Iran is not providing weapons to Houthi forces in Yemen and does not exert control over the militants or other armed groups in the region that are launching attacks on the United States and Israel, Iran’s U.N. ambassador told NBC News’ Lester Holt in an interview.

Asked if Iran is arming Houthi militants who have unleashed dozens of drone and missile attacks on commercial ships in the Red Sea and Gulf of Aden in recent months, Amir Saeid Iravani said: “Not at all.”

The diplomat added that the Houthis “have their own weapons” and that Iran does not issue instructions on how they should use them.

Describing Iran’s relationship with armed groups that Tehran calls the “Axis of Resistance,” Iravani said his government has something akin to a “defense pact” with the groups that he compared to the NATO alliance.

For more on this story, tune in to “NBC Nightly News with Lester Holt” tonight at 6:30 p.m.

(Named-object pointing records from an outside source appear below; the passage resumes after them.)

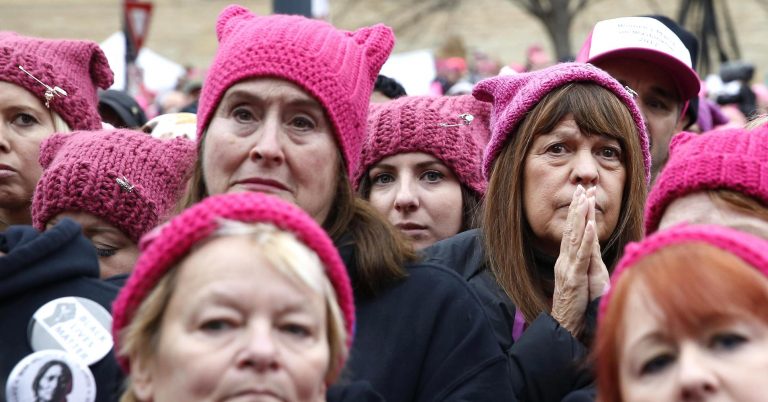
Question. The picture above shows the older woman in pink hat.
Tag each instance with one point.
(46, 86)
(567, 167)
(283, 111)
(420, 165)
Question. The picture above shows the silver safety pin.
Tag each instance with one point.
(50, 92)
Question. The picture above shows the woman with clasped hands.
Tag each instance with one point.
(568, 167)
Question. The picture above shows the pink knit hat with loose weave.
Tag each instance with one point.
(174, 240)
(514, 96)
(734, 159)
(78, 67)
(750, 249)
(127, 178)
(440, 126)
(338, 68)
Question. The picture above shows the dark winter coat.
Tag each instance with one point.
(38, 268)
(546, 362)
(426, 339)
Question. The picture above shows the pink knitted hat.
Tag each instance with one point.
(734, 159)
(77, 67)
(127, 178)
(514, 96)
(439, 126)
(338, 68)
(751, 249)
(174, 240)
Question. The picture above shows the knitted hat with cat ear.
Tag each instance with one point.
(69, 73)
(338, 68)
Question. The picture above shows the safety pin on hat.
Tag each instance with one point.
(50, 92)
(631, 92)
(466, 119)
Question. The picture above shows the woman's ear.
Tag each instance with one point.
(141, 379)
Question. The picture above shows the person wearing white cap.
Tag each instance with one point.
(654, 57)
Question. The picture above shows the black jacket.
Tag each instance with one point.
(40, 267)
(426, 339)
(546, 362)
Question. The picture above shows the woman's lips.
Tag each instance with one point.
(261, 185)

ET/5:30 p.m. CT or check your local listings.

“We are not directing them. We are not commanding them. We have a common consultation with each other,” Iravani said.

But he said Iran does arm Hamas and other Palestinian militants, though those groups make their decisions as well. 

The envoy said Iran played no part in the Oct. 7 Hamas attack on Israel, which killed some 1,200 people, many of them civilians. 

“We have not participated in this decision. It was the Palestinian decision and the Palestinian implementation. We have … no role in this case,” he said.

The United States and other governments have long accused Iran of arming, training and financing a network of proxies in Lebanon, the Gaza Strip, Iraq, Syria and Yemen, citing recovered weapons manufactured in Iran and the presence of advisers from Iran’s Revolutionary Guards. The Defense Intelligence Agency on Tuesday said an analysis of publicly available images shows the Houthis are using Iranian-made ballistic missiles and drones to target commercial shipping in the Red Sea.

Iravani said that Iran wanted to “calm the situation” in the Middle East and that the best path to lowering tensions was to forge a cease-fire between Israel and Hamas.

“We don’t want crisis in this region,” he said.

But he said that Iran would not be cowed by threats from the U.S. and that it was prepared to defend itself if necessary.

“I think that the language of threat will not work against Iran. The language of cooperation and respect will work against Iran,” he said. “If you think that Iran has fear from the threats, you are absolutely wrong.”